Kernel Distillation for Fast Gaussian Processes Prediction
This work addresses a bottleneck for practitioners using GPs in real-world applications by making them faster and more scalable, though it is incremental as it builds on existing inducing points and sparse approximation methods.
The paper tackles the high computational cost of Gaussian processes (GPs) at inference time by introducing kernel distillation, a framework that approximates a trained GP model to reduce storage to O(m^2) for m inducing points and improve inference speed, with empirical results showing a better trade-off between prediction time and test performance compared to alternatives.

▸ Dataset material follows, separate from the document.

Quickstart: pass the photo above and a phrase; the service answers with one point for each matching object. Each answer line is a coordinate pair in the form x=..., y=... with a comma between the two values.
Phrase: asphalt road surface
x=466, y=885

Gaussian processes (GPs) are flexible models that can capture complex structure in large-scale dataset due to their non-parametric nature. However, the usage of GPs in real-world application is limited due to their high computational cost at inference time. In this paper, we introduce a new framework, \textit{kernel distillation}, to approximate a fully trained teacher GP model with kernel matrix of size $n\times n$ for $n$ training points. We combine inducing points method with sparse low-rank approximation in the distillation procedure. The distilled student GP model only costs $O(m^2)$ storage for $m$ inducing points where $m \ll n$ and improves the inference time complexity. We demonstrate empirically that kernel distillation provides better trade-off between the prediction time and the test performance compared to the alternatives.